= High-level design =

Initial stage in software design

High-level design (HLD) explains the architecture that would be used to develop a system. The architecture diagram provides an overview of an entire system, identifying the main components that would be developed for the product and their interfaces.
The HLD can use non-technical to mildly technical terms which should be understandable to the administrators of the system. In contrast, low-level design further exposes the logical detailed design of each of these elements for use by engineers and programmers. HLD documentation should cover the planned implementation of both software and hardware.

== Purpose ==
- Preliminary design: In the preliminary stages of system development, the need is to size the project and to identify those parts which might be risky or time-consuming.
- Design overview: As the project proceeds, the need is to provide an overview of how the various sub-systems and components of the system fit together.

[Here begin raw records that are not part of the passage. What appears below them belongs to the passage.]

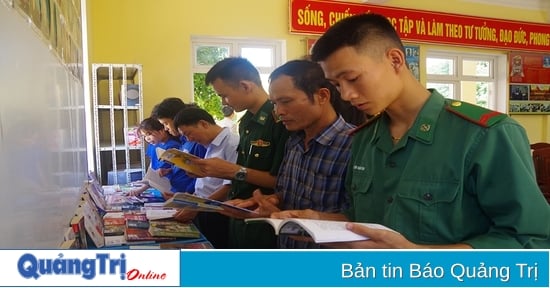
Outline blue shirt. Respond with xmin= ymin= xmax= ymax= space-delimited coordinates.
xmin=166 ymin=136 xmax=206 ymax=193
xmin=195 ymin=128 xmax=239 ymax=198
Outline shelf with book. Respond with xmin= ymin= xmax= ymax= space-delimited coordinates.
xmin=92 ymin=64 xmax=146 ymax=185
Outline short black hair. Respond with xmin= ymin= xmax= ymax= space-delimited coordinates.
xmin=174 ymin=107 xmax=216 ymax=128
xmin=151 ymin=97 xmax=196 ymax=120
xmin=139 ymin=117 xmax=164 ymax=132
xmin=222 ymin=105 xmax=235 ymax=117
xmin=204 ymin=57 xmax=262 ymax=87
xmin=269 ymin=60 xmax=330 ymax=102
xmin=269 ymin=60 xmax=366 ymax=125
xmin=311 ymin=13 xmax=405 ymax=62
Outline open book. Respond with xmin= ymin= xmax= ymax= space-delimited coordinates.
xmin=155 ymin=147 xmax=204 ymax=177
xmin=143 ymin=167 xmax=172 ymax=192
xmin=164 ymin=192 xmax=257 ymax=214
xmin=244 ymin=218 xmax=393 ymax=243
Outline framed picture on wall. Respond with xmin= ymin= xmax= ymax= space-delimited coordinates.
xmin=510 ymin=101 xmax=550 ymax=114
xmin=508 ymin=52 xmax=550 ymax=114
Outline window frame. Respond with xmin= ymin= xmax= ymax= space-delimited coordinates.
xmin=426 ymin=49 xmax=508 ymax=113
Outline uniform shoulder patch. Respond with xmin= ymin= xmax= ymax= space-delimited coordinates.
xmin=445 ymin=100 xmax=507 ymax=127
xmin=348 ymin=112 xmax=382 ymax=136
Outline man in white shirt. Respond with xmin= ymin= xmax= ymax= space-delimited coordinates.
xmin=216 ymin=105 xmax=239 ymax=135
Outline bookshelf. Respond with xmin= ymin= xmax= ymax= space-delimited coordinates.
xmin=92 ymin=64 xmax=146 ymax=185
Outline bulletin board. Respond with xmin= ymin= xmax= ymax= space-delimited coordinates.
xmin=508 ymin=52 xmax=550 ymax=114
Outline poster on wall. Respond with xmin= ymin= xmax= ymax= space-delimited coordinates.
xmin=405 ymin=45 xmax=420 ymax=81
xmin=508 ymin=52 xmax=550 ymax=114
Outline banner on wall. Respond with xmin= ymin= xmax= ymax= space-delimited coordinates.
xmin=508 ymin=52 xmax=550 ymax=114
xmin=289 ymin=0 xmax=550 ymax=52
xmin=0 ymin=247 xmax=550 ymax=288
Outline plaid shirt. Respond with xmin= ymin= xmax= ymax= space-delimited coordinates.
xmin=276 ymin=117 xmax=354 ymax=212
xmin=276 ymin=117 xmax=354 ymax=249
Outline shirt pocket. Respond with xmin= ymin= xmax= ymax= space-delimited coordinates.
xmin=394 ymin=181 xmax=464 ymax=243
xmin=349 ymin=167 xmax=380 ymax=216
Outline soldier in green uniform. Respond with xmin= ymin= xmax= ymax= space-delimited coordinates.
xmin=196 ymin=57 xmax=288 ymax=249
xmin=272 ymin=14 xmax=550 ymax=249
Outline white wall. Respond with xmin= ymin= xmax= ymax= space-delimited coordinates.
xmin=0 ymin=1 xmax=87 ymax=248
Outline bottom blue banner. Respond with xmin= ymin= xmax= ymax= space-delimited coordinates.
xmin=180 ymin=250 xmax=550 ymax=287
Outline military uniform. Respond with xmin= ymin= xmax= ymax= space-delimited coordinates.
xmin=229 ymin=101 xmax=288 ymax=249
xmin=346 ymin=90 xmax=550 ymax=248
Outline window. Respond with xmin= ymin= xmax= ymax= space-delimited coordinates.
xmin=426 ymin=51 xmax=506 ymax=112
xmin=191 ymin=37 xmax=286 ymax=119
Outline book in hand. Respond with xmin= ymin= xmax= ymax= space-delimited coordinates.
xmin=155 ymin=147 xmax=205 ymax=177
xmin=244 ymin=218 xmax=393 ymax=243
xmin=164 ymin=192 xmax=258 ymax=214
xmin=142 ymin=166 xmax=172 ymax=196
xmin=149 ymin=220 xmax=201 ymax=238
xmin=159 ymin=241 xmax=214 ymax=249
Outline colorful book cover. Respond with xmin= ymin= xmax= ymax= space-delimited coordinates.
xmin=149 ymin=220 xmax=201 ymax=238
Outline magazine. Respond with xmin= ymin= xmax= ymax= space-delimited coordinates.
xmin=244 ymin=218 xmax=393 ymax=243
xmin=155 ymin=147 xmax=205 ymax=177
xmin=164 ymin=192 xmax=258 ymax=214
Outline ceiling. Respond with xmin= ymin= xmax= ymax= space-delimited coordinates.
xmin=358 ymin=0 xmax=550 ymax=10
xmin=463 ymin=0 xmax=550 ymax=10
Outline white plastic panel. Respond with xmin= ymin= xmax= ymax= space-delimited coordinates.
xmin=0 ymin=3 xmax=87 ymax=248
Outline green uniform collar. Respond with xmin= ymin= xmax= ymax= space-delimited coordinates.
xmin=243 ymin=100 xmax=273 ymax=125
xmin=375 ymin=89 xmax=445 ymax=146
xmin=409 ymin=89 xmax=445 ymax=144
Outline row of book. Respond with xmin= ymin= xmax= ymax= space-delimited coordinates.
xmin=60 ymin=172 xmax=212 ymax=249
xmin=103 ymin=212 xmax=201 ymax=246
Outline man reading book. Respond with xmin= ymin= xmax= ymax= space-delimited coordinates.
xmin=274 ymin=13 xmax=550 ymax=249
xmin=194 ymin=57 xmax=288 ymax=248
xmin=170 ymin=107 xmax=239 ymax=249
xmin=151 ymin=97 xmax=206 ymax=199
xmin=222 ymin=60 xmax=364 ymax=249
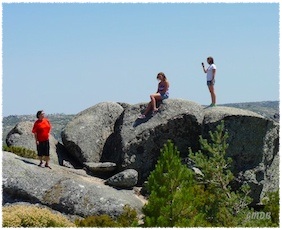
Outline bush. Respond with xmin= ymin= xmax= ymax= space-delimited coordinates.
xmin=2 ymin=145 xmax=38 ymax=159
xmin=143 ymin=140 xmax=208 ymax=227
xmin=2 ymin=205 xmax=75 ymax=228
xmin=75 ymin=205 xmax=138 ymax=227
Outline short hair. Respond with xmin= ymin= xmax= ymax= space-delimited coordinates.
xmin=36 ymin=110 xmax=43 ymax=118
xmin=207 ymin=56 xmax=214 ymax=64
xmin=157 ymin=72 xmax=166 ymax=80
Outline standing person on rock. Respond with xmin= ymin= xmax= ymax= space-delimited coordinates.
xmin=32 ymin=110 xmax=51 ymax=169
xmin=138 ymin=72 xmax=169 ymax=119
xmin=202 ymin=57 xmax=216 ymax=107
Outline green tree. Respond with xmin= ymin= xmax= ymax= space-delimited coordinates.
xmin=143 ymin=140 xmax=208 ymax=227
xmin=189 ymin=121 xmax=251 ymax=227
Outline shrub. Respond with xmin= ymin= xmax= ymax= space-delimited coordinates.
xmin=189 ymin=121 xmax=252 ymax=227
xmin=2 ymin=205 xmax=75 ymax=228
xmin=143 ymin=140 xmax=209 ymax=227
xmin=75 ymin=205 xmax=138 ymax=227
xmin=2 ymin=145 xmax=38 ymax=159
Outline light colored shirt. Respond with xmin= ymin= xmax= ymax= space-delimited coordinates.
xmin=207 ymin=64 xmax=216 ymax=81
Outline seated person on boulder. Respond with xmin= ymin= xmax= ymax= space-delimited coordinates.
xmin=138 ymin=72 xmax=169 ymax=119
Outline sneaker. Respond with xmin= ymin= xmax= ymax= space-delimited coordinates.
xmin=138 ymin=114 xmax=146 ymax=119
xmin=152 ymin=109 xmax=159 ymax=116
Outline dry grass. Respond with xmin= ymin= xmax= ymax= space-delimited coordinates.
xmin=2 ymin=205 xmax=75 ymax=228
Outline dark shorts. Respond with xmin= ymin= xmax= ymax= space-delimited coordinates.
xmin=37 ymin=140 xmax=50 ymax=156
xmin=207 ymin=80 xmax=215 ymax=86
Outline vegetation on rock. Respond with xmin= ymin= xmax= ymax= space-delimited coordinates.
xmin=2 ymin=145 xmax=38 ymax=159
xmin=143 ymin=122 xmax=279 ymax=227
xmin=2 ymin=205 xmax=75 ymax=228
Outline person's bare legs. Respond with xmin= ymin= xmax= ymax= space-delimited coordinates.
xmin=150 ymin=93 xmax=162 ymax=112
xmin=209 ymin=85 xmax=216 ymax=105
xmin=143 ymin=93 xmax=162 ymax=116
xmin=143 ymin=101 xmax=152 ymax=116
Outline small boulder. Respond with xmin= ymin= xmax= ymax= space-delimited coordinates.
xmin=105 ymin=169 xmax=138 ymax=188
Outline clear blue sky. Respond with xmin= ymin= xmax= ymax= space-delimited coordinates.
xmin=2 ymin=3 xmax=279 ymax=116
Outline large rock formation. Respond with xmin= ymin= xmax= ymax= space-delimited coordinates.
xmin=62 ymin=102 xmax=123 ymax=163
xmin=2 ymin=152 xmax=145 ymax=217
xmin=203 ymin=107 xmax=279 ymax=203
xmin=5 ymin=99 xmax=279 ymax=207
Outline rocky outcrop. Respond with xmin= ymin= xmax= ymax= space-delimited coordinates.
xmin=203 ymin=107 xmax=279 ymax=203
xmin=105 ymin=169 xmax=138 ymax=188
xmin=2 ymin=152 xmax=145 ymax=217
xmin=5 ymin=99 xmax=279 ymax=206
xmin=115 ymin=99 xmax=204 ymax=181
xmin=62 ymin=102 xmax=123 ymax=163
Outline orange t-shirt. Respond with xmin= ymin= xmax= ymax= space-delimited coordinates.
xmin=32 ymin=118 xmax=51 ymax=142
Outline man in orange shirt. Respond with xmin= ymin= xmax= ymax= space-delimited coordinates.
xmin=32 ymin=110 xmax=51 ymax=168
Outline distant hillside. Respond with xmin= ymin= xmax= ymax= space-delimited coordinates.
xmin=2 ymin=101 xmax=279 ymax=143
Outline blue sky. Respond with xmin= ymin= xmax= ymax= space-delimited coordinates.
xmin=2 ymin=0 xmax=279 ymax=116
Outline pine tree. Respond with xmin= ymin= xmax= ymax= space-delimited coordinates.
xmin=143 ymin=140 xmax=207 ymax=227
xmin=189 ymin=121 xmax=251 ymax=227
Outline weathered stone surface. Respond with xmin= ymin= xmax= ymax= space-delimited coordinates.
xmin=105 ymin=169 xmax=138 ymax=188
xmin=117 ymin=99 xmax=204 ymax=182
xmin=203 ymin=106 xmax=279 ymax=203
xmin=3 ymin=99 xmax=279 ymax=207
xmin=62 ymin=102 xmax=124 ymax=163
xmin=84 ymin=162 xmax=117 ymax=173
xmin=2 ymin=152 xmax=144 ymax=217
xmin=6 ymin=121 xmax=78 ymax=167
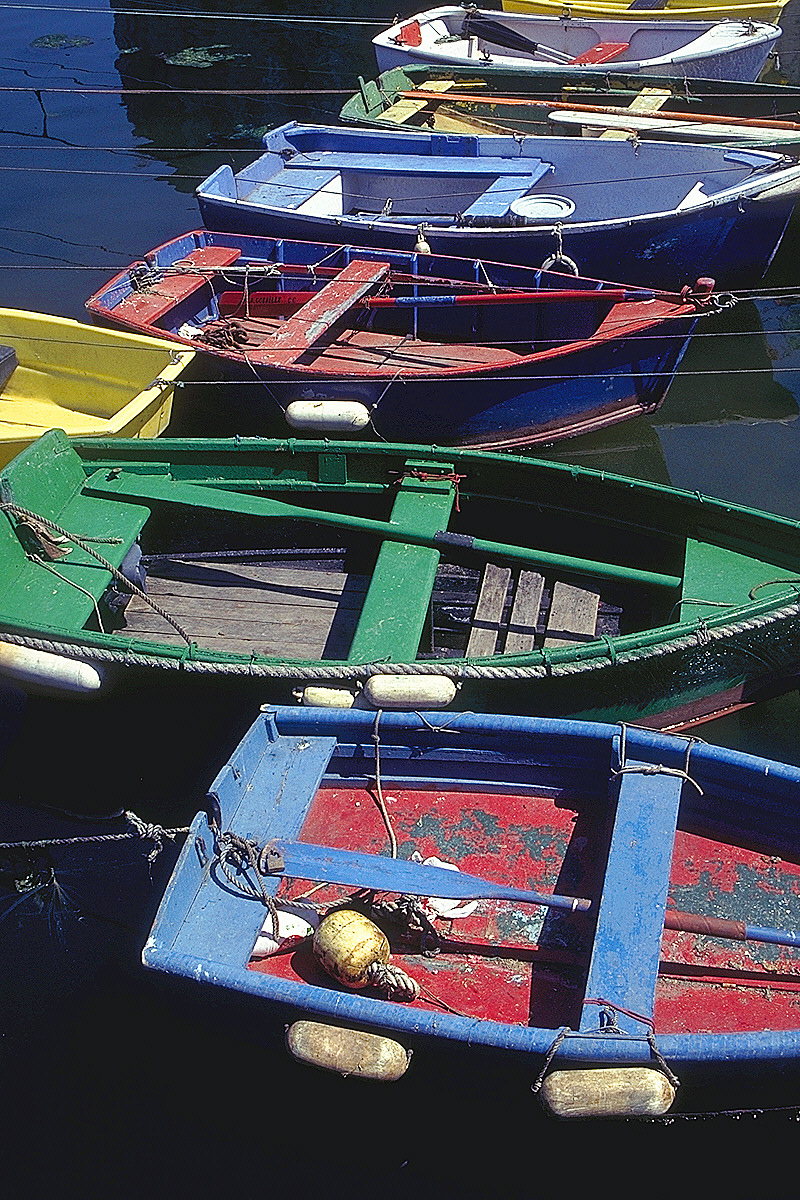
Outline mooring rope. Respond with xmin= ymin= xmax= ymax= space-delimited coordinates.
xmin=0 ymin=499 xmax=191 ymax=644
xmin=0 ymin=810 xmax=190 ymax=863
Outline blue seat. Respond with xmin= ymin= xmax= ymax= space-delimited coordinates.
xmin=239 ymin=167 xmax=338 ymax=209
xmin=462 ymin=161 xmax=553 ymax=217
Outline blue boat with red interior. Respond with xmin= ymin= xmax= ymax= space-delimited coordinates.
xmin=197 ymin=121 xmax=800 ymax=290
xmin=86 ymin=230 xmax=721 ymax=449
xmin=144 ymin=707 xmax=800 ymax=1117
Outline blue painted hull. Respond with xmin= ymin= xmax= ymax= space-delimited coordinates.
xmin=198 ymin=196 xmax=795 ymax=289
xmin=251 ymin=318 xmax=697 ymax=449
xmin=144 ymin=708 xmax=800 ymax=1113
xmin=88 ymin=230 xmax=697 ymax=449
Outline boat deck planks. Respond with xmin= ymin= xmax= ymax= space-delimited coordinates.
xmin=467 ymin=563 xmax=511 ymax=659
xmin=505 ymin=571 xmax=545 ymax=654
xmin=545 ymin=583 xmax=600 ymax=649
xmin=125 ymin=559 xmax=367 ymax=658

In both cases, the high-level design should be a complete view of the entire system, breaking it down into smaller parts that are more easily understood. To minimize the maintenance overhead as construction proceeds and the lower-level design is done, it is best that the high-level design is elaborated only to the degree needed to satisfy these needs.

== High-level design document ==
A high-level design document or HLDD adds the necessary details to the current project description to represent a suitable model for building. This document includes a high-level architecture diagram depicting the structure of the system, such as the hardware, database
architecture, application architecture (layers), application flow (navigation), security architecture and technology architecture.

== Design overview ==
A high-level design provides an overview of a system, product, service, or process.

Such an overview helps support components be compatible with others.

The highest-level design should briefly describe all platforms, systems, products, services, and processes that it depends on, and include any important changes that need to be made to them.

In addition, there should be brief consideration of all significant commercial, legal, environmental, security, safety, and technical risks, along with any issues and assumptions.

The idea is to mention every work area briefly, clearly delegating the ownership of more detailed design activity whilst also encouraging effective collaboration between the various project teams.

Today, most high-level designs require contributions from a number of experts, representing many distinct professional disciplines.

Finally, every type of end-user should be identified in the high-level design and each contributing design should give due consideration to customer experience.